Even though pipettes are members of the precision-instruments group, their preciseness is not to be taken for granted—and largely depends on each scientist’s individual skills. Pipetting might be the last thing you worry about when you approach that lab bench and start your experiment, but it is crucial for reproducibility because without the proper accuracy, there is no point in conducting assays. In order to assure your data integrity, here are some useful tips and tricks of the trade:
- Choose the proper pipette: Most of you likely work with air-displacement pipettes. There is nothing wrong with that approach—they are, indeed, highly accurate and used for standard pipetting applications. A few physical factors such as altitude, temperature, and density of liquid can influence pipetting accuracy—even if your pipetting technique is perfect—and that is something you should keep in mind. The most important factor is temperature. If there is a difference between the temperature of the liquid you are pipetting and the room you are in, the volume you wish to aspirate will not be the same as the pipette says. So take your time and heat your liquids properly. Positive-displacement pipettes are more accurate because they don’t have an air cushion inside, which can be affected by temperature and pressure. Instead, they have a unit comprised of a barrel and a tip, which are both dispensed when pipetting. As a result, they are used only in certain occasions, as this characteristic makes them more expensive. They are more suitable for work with volatile reagents and are mostly used for amplifying techniques, such as PCR.

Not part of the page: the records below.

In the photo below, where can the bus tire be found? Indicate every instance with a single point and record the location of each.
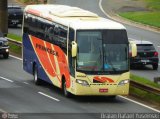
(66, 93)
(35, 74)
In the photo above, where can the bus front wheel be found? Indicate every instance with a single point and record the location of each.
(66, 93)
(35, 74)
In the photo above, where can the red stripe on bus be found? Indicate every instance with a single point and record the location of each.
(42, 55)
(103, 79)
(35, 12)
(62, 62)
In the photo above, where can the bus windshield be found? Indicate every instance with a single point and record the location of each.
(102, 51)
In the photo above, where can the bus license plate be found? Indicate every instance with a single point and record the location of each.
(144, 60)
(103, 90)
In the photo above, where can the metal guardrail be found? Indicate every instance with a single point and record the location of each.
(146, 88)
(132, 83)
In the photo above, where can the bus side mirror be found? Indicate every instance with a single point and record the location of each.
(133, 49)
(74, 49)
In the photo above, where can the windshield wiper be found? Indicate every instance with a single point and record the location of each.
(107, 61)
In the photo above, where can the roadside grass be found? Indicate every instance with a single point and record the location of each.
(31, 1)
(133, 91)
(143, 94)
(14, 48)
(150, 17)
(15, 37)
(144, 81)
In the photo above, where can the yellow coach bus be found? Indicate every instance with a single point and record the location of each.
(76, 50)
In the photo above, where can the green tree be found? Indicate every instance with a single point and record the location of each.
(4, 16)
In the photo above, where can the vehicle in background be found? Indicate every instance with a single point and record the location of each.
(4, 48)
(76, 50)
(15, 16)
(146, 55)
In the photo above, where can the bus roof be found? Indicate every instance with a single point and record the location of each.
(75, 17)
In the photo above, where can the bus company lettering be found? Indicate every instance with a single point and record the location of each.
(47, 49)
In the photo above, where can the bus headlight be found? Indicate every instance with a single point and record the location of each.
(6, 43)
(82, 82)
(123, 82)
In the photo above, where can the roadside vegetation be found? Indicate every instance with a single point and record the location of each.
(13, 48)
(151, 16)
(143, 94)
(133, 91)
(32, 1)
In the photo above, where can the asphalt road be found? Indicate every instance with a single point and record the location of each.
(133, 32)
(18, 94)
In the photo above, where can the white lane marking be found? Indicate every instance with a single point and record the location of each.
(140, 104)
(26, 83)
(6, 79)
(123, 98)
(49, 96)
(2, 111)
(15, 57)
(100, 5)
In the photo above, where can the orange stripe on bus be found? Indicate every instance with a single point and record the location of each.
(42, 55)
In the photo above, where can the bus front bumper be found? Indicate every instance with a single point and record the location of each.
(101, 89)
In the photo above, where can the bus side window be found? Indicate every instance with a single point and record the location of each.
(70, 58)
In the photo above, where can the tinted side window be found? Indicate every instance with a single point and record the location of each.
(145, 47)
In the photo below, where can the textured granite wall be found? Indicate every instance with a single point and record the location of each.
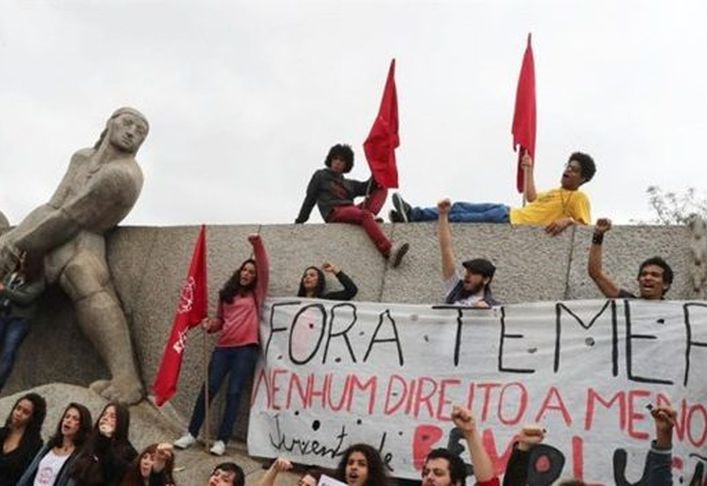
(150, 263)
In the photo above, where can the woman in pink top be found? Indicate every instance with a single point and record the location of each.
(240, 304)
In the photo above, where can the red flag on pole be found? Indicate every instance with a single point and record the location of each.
(524, 117)
(192, 308)
(383, 139)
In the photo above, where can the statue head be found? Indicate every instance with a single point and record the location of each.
(125, 130)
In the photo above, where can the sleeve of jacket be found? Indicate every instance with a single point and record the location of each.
(658, 465)
(27, 478)
(310, 198)
(263, 268)
(517, 467)
(360, 188)
(349, 292)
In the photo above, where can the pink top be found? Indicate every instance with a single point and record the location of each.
(239, 320)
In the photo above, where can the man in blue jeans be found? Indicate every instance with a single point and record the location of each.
(19, 291)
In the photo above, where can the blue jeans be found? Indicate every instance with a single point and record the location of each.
(12, 332)
(239, 364)
(462, 212)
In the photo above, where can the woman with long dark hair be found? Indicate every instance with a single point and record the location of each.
(55, 459)
(21, 437)
(239, 309)
(108, 452)
(313, 284)
(361, 465)
(19, 291)
(153, 467)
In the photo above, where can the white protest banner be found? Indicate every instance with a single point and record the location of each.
(325, 480)
(336, 373)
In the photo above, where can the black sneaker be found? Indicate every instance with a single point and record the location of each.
(394, 216)
(402, 207)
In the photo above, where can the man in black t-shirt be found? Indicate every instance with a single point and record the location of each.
(654, 275)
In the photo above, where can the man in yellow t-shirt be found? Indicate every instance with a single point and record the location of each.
(555, 209)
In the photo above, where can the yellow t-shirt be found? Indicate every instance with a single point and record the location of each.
(552, 205)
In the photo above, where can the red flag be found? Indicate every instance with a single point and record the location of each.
(192, 308)
(383, 139)
(524, 117)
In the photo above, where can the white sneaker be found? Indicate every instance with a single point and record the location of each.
(218, 448)
(185, 441)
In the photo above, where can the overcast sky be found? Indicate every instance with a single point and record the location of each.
(245, 98)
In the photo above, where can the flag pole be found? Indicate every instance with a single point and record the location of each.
(205, 362)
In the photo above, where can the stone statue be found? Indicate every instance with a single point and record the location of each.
(97, 192)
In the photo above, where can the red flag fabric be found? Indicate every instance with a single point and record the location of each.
(191, 309)
(383, 139)
(524, 117)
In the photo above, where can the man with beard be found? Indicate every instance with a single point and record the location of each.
(654, 274)
(474, 289)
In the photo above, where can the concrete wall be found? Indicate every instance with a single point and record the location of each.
(149, 265)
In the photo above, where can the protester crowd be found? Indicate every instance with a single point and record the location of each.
(83, 452)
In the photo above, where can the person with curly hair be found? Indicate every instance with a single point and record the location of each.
(334, 196)
(21, 438)
(556, 209)
(313, 283)
(153, 467)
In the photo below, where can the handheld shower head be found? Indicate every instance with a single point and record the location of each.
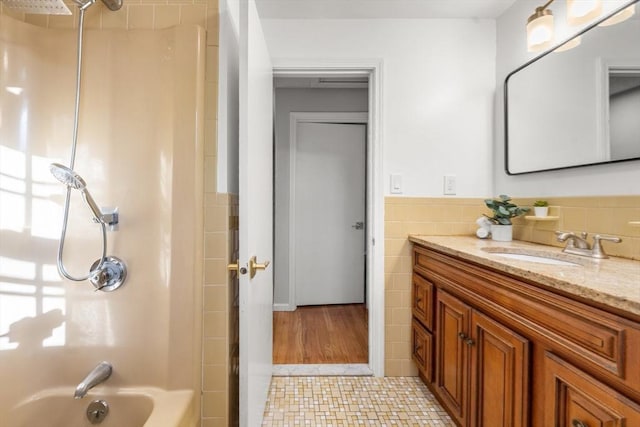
(67, 176)
(72, 180)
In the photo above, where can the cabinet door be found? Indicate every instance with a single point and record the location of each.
(575, 399)
(422, 350)
(422, 305)
(452, 360)
(499, 375)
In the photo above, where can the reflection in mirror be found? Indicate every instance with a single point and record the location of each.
(578, 107)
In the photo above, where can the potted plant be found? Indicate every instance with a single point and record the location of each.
(503, 210)
(541, 208)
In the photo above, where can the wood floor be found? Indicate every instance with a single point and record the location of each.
(321, 334)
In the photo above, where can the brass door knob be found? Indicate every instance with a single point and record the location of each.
(234, 266)
(254, 266)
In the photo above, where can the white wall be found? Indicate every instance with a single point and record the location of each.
(228, 110)
(621, 178)
(438, 86)
(625, 126)
(299, 100)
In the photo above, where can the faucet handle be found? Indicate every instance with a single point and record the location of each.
(598, 250)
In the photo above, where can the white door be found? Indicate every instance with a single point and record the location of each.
(255, 215)
(329, 213)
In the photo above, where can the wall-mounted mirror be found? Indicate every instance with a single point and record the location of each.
(578, 107)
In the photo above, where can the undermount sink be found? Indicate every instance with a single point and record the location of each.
(539, 257)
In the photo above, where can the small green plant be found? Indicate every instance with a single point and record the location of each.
(503, 210)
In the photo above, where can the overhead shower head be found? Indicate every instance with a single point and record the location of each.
(72, 180)
(55, 7)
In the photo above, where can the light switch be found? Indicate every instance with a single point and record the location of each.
(449, 185)
(396, 184)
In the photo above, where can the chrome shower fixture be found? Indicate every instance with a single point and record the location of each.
(108, 273)
(54, 7)
(72, 180)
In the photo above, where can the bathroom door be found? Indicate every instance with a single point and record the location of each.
(329, 213)
(255, 215)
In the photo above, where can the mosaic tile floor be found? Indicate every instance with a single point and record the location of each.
(352, 401)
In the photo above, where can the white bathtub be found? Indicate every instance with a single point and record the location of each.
(131, 407)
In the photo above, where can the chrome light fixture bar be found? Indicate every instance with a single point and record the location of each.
(623, 15)
(582, 11)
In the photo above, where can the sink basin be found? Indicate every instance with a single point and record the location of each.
(531, 255)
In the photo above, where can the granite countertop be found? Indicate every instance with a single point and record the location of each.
(613, 282)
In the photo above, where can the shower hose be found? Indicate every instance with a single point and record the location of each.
(61, 269)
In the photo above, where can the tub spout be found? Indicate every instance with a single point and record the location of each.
(99, 374)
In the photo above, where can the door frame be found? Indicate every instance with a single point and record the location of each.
(373, 69)
(295, 118)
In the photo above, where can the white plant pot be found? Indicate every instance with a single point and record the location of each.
(502, 233)
(541, 210)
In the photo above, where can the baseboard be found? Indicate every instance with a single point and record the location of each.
(284, 307)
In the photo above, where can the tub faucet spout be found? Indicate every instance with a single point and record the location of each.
(98, 375)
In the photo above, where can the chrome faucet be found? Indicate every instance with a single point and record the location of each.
(97, 375)
(578, 245)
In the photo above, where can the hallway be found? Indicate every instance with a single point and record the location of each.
(321, 334)
(350, 401)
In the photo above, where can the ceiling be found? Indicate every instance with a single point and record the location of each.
(381, 9)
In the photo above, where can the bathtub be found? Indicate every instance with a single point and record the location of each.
(128, 407)
(141, 149)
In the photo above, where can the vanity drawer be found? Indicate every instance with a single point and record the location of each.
(422, 349)
(574, 398)
(422, 297)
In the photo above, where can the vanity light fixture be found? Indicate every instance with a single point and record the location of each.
(583, 11)
(569, 45)
(540, 29)
(623, 15)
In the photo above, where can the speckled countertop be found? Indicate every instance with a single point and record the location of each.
(613, 282)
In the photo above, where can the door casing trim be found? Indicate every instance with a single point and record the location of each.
(373, 68)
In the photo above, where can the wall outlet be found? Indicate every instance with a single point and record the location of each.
(396, 183)
(449, 185)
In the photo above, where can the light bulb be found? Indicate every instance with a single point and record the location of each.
(540, 30)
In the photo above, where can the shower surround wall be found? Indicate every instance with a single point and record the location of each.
(140, 148)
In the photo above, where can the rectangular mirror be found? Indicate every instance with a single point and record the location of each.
(577, 107)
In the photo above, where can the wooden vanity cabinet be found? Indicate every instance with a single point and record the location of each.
(481, 366)
(422, 297)
(504, 351)
(575, 399)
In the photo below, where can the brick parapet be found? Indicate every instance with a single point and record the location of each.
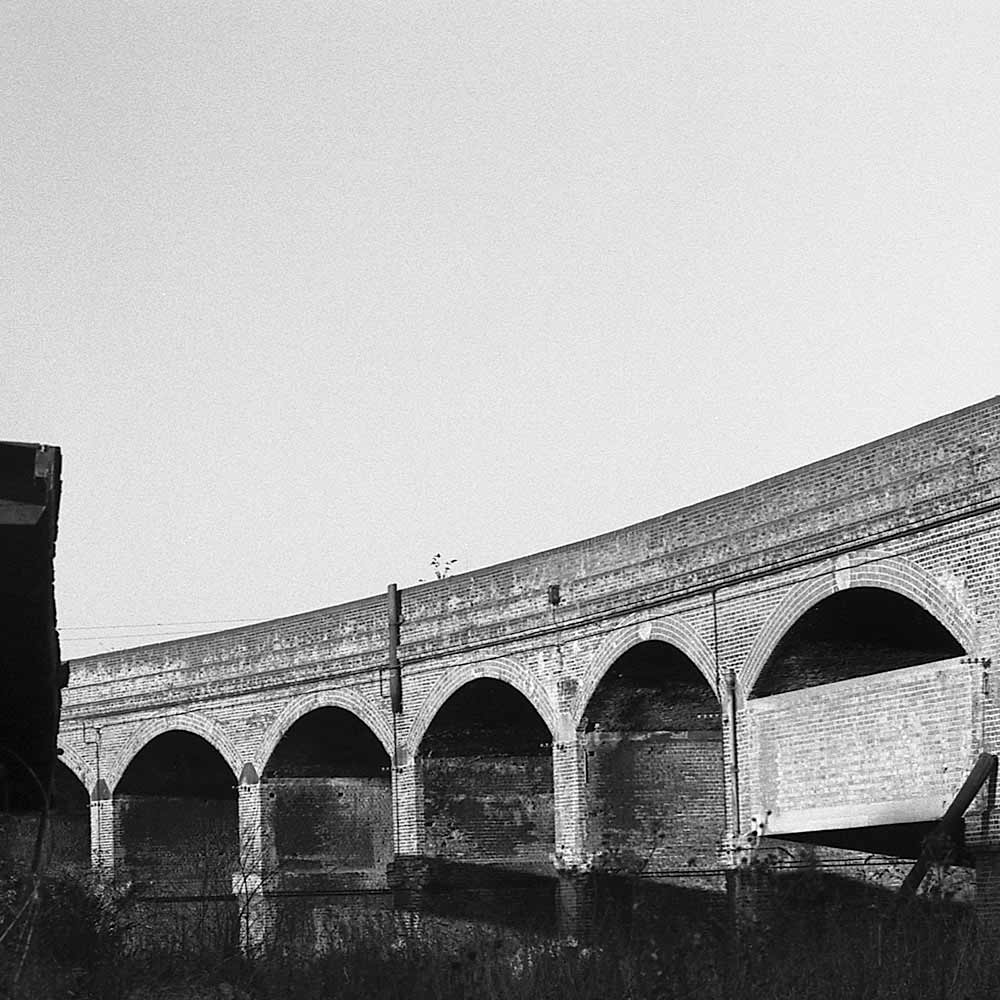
(942, 469)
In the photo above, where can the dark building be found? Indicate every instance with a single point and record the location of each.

- Clean it up: Make sure your pipette is clean by wiping it with 70% ethanol before use.
- Eliminate that troubling temperature factor: If your liquid is colder than the room temperature, the first aspirated volume will be larger than expected. When working with warmer samples, the volume will be smaller. Interestingly, all subsequent volumes would be accurate if using the same tip. The solution is simply to pipette up and down a couple of times, empty the pipette tip, and then aspirate your desired volume.
- Work with the proper mode: Use the standard rather than reverse pipetting mode when pipetting aqueous solutions, and the opposite when working with viscous materials. Reverse mode implies pressing the pipette past the first stop, aspirating the sample, and then pressing the plunger until the first stop. With aqueous solutions, this will result in over-delivery, just as standard mode will result in under-delivery of viscous samples.
- Pause: I always pause for a second after aspirating my sample and before taking out the pipette. This ensures that the liquid received the needed time to move up the tip.
- 90°/45°: Remember to aspirate at 90° and dispense at 45°. These angles have been proven in test accuracy.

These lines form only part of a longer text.